Hibrit Dil [İdil Tulun]

Sabah, saat sekize gelmek üzereydi. Sessizliğin Sesi Grubu Editörü daha "Günaydın!" demeden konuşmaya başladı telefonda...
-İdil Hanım, geçen gün Türk Dili konusundaki yazınızı yayına verelim demiştim. Siz de beklemesini istemiştiniz. Dün gece, o yazınızla nerdeyse yüzde yüz örtüşen bir program vardı. Tayfun Talipoğlu'nun TRT 1'deki programı…
-Eğer izlediyseniz?.. diye devam etti.
İzleyememiştim. Bunu söylediğimde:
-Yazı hakkındaki fikrimi, değiştirip değiştirmeyeceği mi sordu.
-"Hadi" dedim. Madem güne böyle başladık, şu yazıya da yeniden bir el atayım; olsun, bitsin.
İşte aşağıda okuyacağınız, eskisinin tedavülden kalkması sonucu devreye giren aynı başlıklı, aynı konulu yeni yazıdır.
Yazana kimse dilemedi ama okuyan herkese kolaylıklar dileyerek başlıyorum.

Birkaç hafta önce Kadıköy'de vapurdan inmiş, kalabalık içinde hızlı hızlı yürürken bir dükkân ilişti gözüme: Adı "Derwish"!
Lokanta veya şarküteri gibi bir yerdi. Şu an net hatırlamıyorum.

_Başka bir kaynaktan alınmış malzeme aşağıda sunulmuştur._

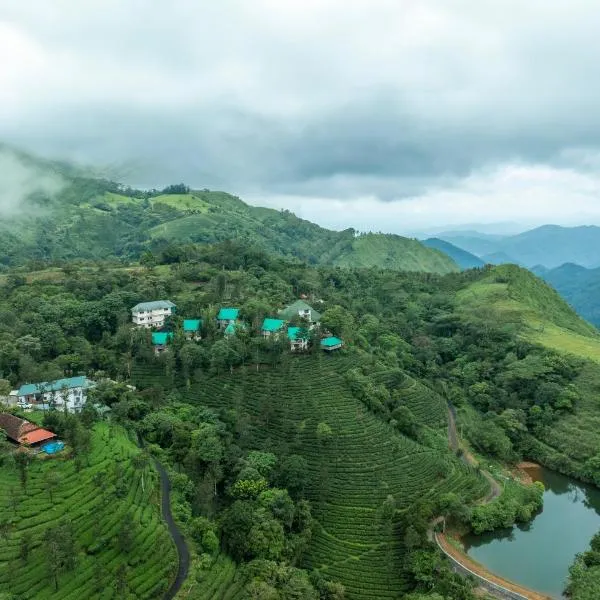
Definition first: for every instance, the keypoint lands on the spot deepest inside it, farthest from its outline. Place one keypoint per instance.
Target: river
(538, 554)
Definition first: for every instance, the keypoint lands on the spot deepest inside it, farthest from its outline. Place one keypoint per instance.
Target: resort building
(24, 432)
(298, 338)
(160, 341)
(300, 309)
(152, 314)
(192, 329)
(67, 394)
(272, 327)
(331, 343)
(227, 316)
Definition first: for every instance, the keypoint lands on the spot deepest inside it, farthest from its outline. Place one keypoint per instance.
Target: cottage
(160, 340)
(331, 343)
(227, 316)
(191, 329)
(23, 432)
(272, 327)
(302, 310)
(69, 394)
(298, 338)
(152, 314)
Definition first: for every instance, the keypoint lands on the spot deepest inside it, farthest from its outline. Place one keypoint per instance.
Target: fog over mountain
(402, 125)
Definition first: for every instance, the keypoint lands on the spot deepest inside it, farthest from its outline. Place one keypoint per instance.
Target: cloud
(384, 101)
(19, 181)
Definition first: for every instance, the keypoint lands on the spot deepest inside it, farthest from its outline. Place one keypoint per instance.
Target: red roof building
(22, 431)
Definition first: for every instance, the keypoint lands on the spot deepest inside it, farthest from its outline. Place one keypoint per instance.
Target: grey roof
(143, 306)
(291, 311)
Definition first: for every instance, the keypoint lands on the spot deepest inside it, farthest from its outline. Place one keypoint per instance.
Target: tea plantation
(353, 469)
(107, 492)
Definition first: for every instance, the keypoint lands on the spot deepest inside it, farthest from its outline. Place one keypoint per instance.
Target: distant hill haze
(549, 245)
(464, 259)
(64, 213)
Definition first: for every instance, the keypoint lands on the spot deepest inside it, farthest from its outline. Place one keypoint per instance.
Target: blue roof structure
(190, 325)
(272, 325)
(30, 389)
(160, 338)
(228, 314)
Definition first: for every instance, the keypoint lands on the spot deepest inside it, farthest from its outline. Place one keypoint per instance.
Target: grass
(96, 514)
(351, 475)
(515, 297)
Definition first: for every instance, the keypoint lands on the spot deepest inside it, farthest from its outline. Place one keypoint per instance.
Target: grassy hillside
(86, 218)
(393, 252)
(352, 473)
(87, 499)
(514, 296)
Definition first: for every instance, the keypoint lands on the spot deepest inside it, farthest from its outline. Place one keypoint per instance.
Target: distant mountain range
(464, 259)
(549, 245)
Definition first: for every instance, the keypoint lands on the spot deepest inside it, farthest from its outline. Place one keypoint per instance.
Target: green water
(538, 555)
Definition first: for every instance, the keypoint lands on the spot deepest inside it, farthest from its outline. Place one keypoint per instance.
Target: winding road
(182, 550)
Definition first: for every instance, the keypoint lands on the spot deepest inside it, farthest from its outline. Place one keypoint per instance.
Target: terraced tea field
(353, 471)
(86, 498)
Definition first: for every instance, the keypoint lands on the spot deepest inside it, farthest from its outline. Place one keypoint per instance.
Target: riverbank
(499, 587)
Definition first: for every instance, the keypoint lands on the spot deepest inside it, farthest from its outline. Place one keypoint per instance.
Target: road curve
(182, 550)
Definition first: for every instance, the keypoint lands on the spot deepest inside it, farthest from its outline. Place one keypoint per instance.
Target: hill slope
(69, 215)
(579, 286)
(96, 514)
(464, 259)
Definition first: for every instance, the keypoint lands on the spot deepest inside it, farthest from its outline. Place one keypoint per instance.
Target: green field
(352, 474)
(96, 514)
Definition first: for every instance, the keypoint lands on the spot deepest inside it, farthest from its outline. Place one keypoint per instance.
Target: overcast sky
(392, 115)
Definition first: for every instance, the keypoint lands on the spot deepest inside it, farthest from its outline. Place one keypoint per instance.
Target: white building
(69, 394)
(152, 314)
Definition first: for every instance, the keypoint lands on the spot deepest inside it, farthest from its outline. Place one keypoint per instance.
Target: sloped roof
(192, 324)
(15, 427)
(160, 338)
(331, 341)
(143, 306)
(228, 314)
(272, 325)
(37, 435)
(293, 310)
(69, 383)
(294, 333)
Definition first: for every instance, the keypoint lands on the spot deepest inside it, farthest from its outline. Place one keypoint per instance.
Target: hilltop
(67, 214)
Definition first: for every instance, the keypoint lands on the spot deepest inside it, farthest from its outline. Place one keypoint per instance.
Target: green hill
(82, 217)
(87, 499)
(353, 473)
(464, 259)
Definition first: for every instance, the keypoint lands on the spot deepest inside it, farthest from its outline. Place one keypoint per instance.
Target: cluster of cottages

Adını Derviş koymak istemişler herhâlde… Sahiplerine güzel Türkçemizin harfleri yetersiz gelmiş olacak ki ekleme yapmışlar sözcüğe…
Şaşırıp kalmamak mümkün mü?
O günden sonra aklıma geldikçe hemen her yerde, örneğin; otururken, yürürken, dolmuşta giderken dükkânların tabelalarına bakmaya başladım.

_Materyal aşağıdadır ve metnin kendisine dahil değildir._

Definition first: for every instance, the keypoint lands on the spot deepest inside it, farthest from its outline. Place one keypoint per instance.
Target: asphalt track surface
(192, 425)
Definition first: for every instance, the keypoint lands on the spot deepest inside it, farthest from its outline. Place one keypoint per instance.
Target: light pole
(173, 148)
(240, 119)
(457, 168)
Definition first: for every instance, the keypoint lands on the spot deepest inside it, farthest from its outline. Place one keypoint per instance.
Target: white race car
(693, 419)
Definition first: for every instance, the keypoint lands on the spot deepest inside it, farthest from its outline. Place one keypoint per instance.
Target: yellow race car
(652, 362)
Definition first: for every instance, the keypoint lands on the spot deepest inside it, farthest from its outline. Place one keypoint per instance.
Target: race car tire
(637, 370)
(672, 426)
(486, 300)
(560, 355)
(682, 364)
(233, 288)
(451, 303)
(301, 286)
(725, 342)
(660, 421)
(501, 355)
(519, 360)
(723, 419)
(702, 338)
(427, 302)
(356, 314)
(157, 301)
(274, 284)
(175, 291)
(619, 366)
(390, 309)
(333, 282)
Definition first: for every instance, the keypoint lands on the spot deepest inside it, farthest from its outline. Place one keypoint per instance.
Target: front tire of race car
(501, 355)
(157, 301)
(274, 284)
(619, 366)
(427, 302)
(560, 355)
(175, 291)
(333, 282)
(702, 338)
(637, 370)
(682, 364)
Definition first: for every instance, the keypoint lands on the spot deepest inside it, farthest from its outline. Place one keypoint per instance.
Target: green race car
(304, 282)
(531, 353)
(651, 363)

"Dönerchi", "Kebapchi", "Shekercy"!..
İngilizce gibi görünen o kadar çok isim var ki inanamadım.

Daha da ilginci on iki, on sekiz yaş grubunun kullandığı dil...
Kelimeleri ve harfleri öyle değiştiriyorlar ki anlamak mümkün değil. Hatta bu değiştirmelere bir de kısaltmalar katılınca duyduğunuz seslerin, Türkçe mi yoksa başka bir dilde mi söylendiğini anlamakta zorlanıyorsunuz.

Örnek mi?
Tanık olup kayda aldığım bir dolu yazışma arasından birine bakalım.
Soru: "bgn snawdan snra ishin yksa grşelimmi".
Yanıt: "ok snw çıqışı hbr wercm. by"
Türkçelerine gelirsek:
"Bugün sınavdan sonra işin yoksa görüşelim mi?"
"Tamam, sınav çıkışı haber vereceğim. Allahaısmarladık."

Yirmi dokuz harfle yetinmeyip yabancı alfabelerden harf tırtıklamak…
Yetmedi, üstüne birde komik ve gereksiz kısaltmalar yapmak!
Çılgınca bir hızla yayılan bu rezillik kimlerin eseri acaba?
Uygulanış ve yayılış hızına bakarsanız varacağınız kanı şu:
Ya bu iş için yeni okul açıldı ya da mevcut okullarımızın eseri bu!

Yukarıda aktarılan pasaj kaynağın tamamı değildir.